The computational results separately turned up a moderately strong prediction for cimetidine as a treatment for lung adenocarcinoma (LA). Testing this drug-disease pairing in vitro, the researchers evaluated the growth, proliferation and apoptisis of LA cells after exposure to cimetidine. LA cells exposed to increasing concentrations of the drug exhibited a dose-dependent reduction in growth and proliferation compared with controls, and cimetidine administration also led to significant levels of apoptosis. To test the findings in vivo, three doses of cimetidine were then administered to mice implanted with a human LA cell line, and growth of tumors monitored for 12 days. The results showed that cimetidine therapy significantly blunted tumor growth in a dose-dependent manner, and at the highest dose the drug was almost as effective as doxorubicin, which was used as a positive control therapy, the researchers state. In contrast, cimetidine had no effect on the growth of renal tumors in mice, supporting the original computational data that showed specificity for cimetidine against lung cancer.
Moving on to further test the prediction that topiramate could treat IBD, the researchers treated IBD-induced experimental rats with either topiramate or prednisolone. Both drugs resulted in animals displaying reduced IBD symptoms including diarrhea, and tissue analyses showed reduced gross pathological inflammation, ulceration, and damage to the colon mucosal layer in both the topiramate and prednisolone-treated groups.
The team admits that their initial findings for both cimetidine and topiramate will need further preclinical and clinical evaluation, but claim the results at least go some way toward validating the concept of using computational analysis of public gene-expression databases as an approach to uncovering additional uses for approved drugs.
The observation that drugs that cluster on the basis of their gene signature similarity across diseases exhibited share mechanisms of action (such as HDAC inhibition) or shared physiological processes (for example, immunomodulation), may also help provide clues about how drugs with hitherto unknown mechanisms of action may work, or even suggest new biology, they note.

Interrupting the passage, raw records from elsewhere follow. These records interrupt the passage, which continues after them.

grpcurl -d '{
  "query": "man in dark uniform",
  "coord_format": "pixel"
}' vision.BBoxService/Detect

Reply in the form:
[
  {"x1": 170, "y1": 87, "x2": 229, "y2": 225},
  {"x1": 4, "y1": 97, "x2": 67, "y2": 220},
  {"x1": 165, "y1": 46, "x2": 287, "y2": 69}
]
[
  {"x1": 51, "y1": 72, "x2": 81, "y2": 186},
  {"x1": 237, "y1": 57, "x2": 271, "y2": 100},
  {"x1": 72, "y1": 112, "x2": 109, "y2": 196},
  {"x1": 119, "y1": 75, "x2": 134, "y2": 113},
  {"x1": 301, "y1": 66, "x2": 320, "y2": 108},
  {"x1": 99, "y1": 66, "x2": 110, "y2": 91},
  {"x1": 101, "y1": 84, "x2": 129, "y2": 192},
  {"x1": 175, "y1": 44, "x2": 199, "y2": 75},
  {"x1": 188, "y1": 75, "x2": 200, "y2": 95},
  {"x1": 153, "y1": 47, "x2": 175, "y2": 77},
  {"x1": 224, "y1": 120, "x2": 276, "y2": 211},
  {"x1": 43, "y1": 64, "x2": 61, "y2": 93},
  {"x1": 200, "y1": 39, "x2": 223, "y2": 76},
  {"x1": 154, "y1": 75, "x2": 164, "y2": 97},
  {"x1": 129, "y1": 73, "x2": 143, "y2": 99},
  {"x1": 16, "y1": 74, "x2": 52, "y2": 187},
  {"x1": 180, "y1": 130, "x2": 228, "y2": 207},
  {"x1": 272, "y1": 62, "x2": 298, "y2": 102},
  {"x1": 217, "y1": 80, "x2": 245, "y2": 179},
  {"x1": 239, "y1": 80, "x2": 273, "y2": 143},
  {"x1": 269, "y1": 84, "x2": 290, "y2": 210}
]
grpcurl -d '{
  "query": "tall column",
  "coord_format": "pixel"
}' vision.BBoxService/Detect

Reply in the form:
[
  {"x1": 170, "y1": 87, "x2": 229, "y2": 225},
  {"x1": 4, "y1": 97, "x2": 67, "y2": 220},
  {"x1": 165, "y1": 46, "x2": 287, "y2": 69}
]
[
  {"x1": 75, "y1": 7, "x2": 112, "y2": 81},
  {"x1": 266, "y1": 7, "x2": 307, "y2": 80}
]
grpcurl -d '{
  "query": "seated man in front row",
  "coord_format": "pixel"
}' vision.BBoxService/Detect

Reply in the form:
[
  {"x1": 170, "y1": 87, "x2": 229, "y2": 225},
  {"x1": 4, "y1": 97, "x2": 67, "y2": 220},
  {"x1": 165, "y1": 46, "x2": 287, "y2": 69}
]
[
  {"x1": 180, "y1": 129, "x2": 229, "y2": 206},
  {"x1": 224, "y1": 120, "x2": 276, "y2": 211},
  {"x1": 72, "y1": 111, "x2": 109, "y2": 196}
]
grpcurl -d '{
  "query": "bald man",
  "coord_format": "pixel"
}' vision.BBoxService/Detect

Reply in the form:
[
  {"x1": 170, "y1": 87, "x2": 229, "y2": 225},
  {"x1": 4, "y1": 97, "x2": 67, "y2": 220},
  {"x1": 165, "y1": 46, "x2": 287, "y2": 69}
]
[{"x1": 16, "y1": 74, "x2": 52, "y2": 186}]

“This work is still at an early stage, but it is a promising proof of principle for a creative, fast, and affordable approach to discovering new uses for drugs we already have in our therapeutic arsenal,” adds Rochelle M. Long, Ph.D., who directs the NIH Pharmacogenomics Research Network. “Bringing a new drug to market typically takes about $1 billion, and many years of R&D. If we can find ways to repurpose drugs that are already approved, we could improve treatments and save both time and money.”